Is GPT-5.5 better than Claude Opus 4.8?
It depends on the task. GPT-5.5 leads on agentic and terminal benchmarks, computer use and value; Claude Opus 4.8 leads on independent SWE-bench Verified and the aggregate Artificial Analysis Intelligence Index. For most coding work the two are close; for the hardest software-engineering tasks Claude has the edge.
What’s the difference between GPT-5.5 and GPT-5.5 Pro?

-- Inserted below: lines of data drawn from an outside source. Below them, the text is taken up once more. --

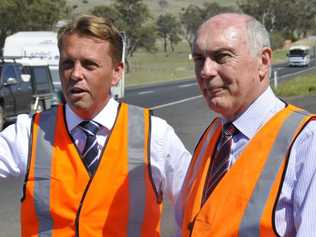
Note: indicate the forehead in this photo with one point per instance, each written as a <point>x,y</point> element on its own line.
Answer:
<point>84,41</point>
<point>216,34</point>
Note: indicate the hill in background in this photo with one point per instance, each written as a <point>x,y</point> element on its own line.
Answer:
<point>156,7</point>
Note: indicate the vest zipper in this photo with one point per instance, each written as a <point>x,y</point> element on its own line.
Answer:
<point>80,206</point>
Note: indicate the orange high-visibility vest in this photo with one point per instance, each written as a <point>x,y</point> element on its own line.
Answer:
<point>242,203</point>
<point>61,199</point>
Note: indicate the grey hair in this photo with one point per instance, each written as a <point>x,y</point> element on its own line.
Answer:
<point>258,36</point>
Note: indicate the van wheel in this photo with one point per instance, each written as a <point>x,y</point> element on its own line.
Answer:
<point>1,118</point>
<point>39,108</point>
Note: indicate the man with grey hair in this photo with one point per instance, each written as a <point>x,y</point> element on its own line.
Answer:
<point>253,170</point>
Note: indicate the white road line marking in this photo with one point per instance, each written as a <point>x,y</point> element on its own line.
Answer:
<point>145,92</point>
<point>176,102</point>
<point>187,85</point>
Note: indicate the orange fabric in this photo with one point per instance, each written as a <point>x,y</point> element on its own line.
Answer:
<point>222,213</point>
<point>97,207</point>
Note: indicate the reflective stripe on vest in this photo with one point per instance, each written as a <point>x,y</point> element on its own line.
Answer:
<point>45,139</point>
<point>141,195</point>
<point>136,172</point>
<point>249,190</point>
<point>249,225</point>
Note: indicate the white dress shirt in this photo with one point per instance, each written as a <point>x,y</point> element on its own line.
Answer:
<point>296,207</point>
<point>168,154</point>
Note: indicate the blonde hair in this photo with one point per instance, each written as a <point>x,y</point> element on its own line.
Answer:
<point>98,27</point>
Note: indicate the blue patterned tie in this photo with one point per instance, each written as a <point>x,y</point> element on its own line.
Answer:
<point>90,151</point>
<point>220,163</point>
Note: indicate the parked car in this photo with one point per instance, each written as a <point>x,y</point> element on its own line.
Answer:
<point>24,89</point>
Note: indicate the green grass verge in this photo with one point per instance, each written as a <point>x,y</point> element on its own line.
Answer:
<point>148,68</point>
<point>299,86</point>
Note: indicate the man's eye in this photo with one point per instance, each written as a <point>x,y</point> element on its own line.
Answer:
<point>221,58</point>
<point>67,64</point>
<point>198,58</point>
<point>89,65</point>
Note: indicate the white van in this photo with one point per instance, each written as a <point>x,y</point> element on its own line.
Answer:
<point>28,46</point>
<point>299,55</point>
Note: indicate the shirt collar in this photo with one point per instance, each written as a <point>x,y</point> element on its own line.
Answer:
<point>106,117</point>
<point>258,113</point>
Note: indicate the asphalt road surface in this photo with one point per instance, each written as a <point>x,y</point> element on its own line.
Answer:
<point>189,120</point>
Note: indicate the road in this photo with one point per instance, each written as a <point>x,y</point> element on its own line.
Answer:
<point>179,103</point>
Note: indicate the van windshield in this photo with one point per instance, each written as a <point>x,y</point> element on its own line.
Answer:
<point>297,52</point>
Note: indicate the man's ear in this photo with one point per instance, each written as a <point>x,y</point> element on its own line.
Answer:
<point>118,70</point>
<point>265,60</point>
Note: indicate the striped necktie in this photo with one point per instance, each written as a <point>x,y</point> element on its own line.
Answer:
<point>90,151</point>
<point>220,162</point>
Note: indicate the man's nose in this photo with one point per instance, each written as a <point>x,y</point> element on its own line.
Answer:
<point>77,71</point>
<point>209,68</point>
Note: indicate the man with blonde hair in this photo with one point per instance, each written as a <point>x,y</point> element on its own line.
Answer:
<point>93,166</point>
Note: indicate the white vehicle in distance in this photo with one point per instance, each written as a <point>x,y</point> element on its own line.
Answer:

Same underlying model. GPT-5.5 Pro runs it with parallel test-time compute for higher accuracy on hard problems, at six times the price ($30/$180). For most users, standard GPT-5.5 at high or xhigh reasoning effort is the better-value choice.
Does GPT-5.5 support audio or video?
No. OpenAI’s API documentation lists text and image input with text output — no audio or video. Some secondary sources describe it as “omnimodal,” but that conflicts with OpenAI’s own docs.
What’s the context window?
About 1,050,000 tokens in the API (400K in Codex), with up to 128,000 output tokens. The knowledge cutoff is 1 December 2025.
Is there a GPT-5.6 or GPT-6?
Not as of 17 June 2026. A successor, GPT-5.6, is heavily rumoured for late June 2026, but nothing is officially released. GPT-5.5 is OpenAI’s current frontier model.
Last verified 17 June 2026. GPT-5.5’s headline coding, math and agentic benchmark figures are OpenAI-reported (23 Apr 2026 launch table) and run at xhigh in a research environment; independent corroboration comes from Artificial Analysis (Intelligence Index 55) and vals.ai (SWE-bench Verified 82.6%). The circulated “88.7% SWE-bench Verified” figure is unverified and should not be used. Pricing, benchmarks and competitive standing change quickly — confirm against OpenAI’s official pages before relying on them.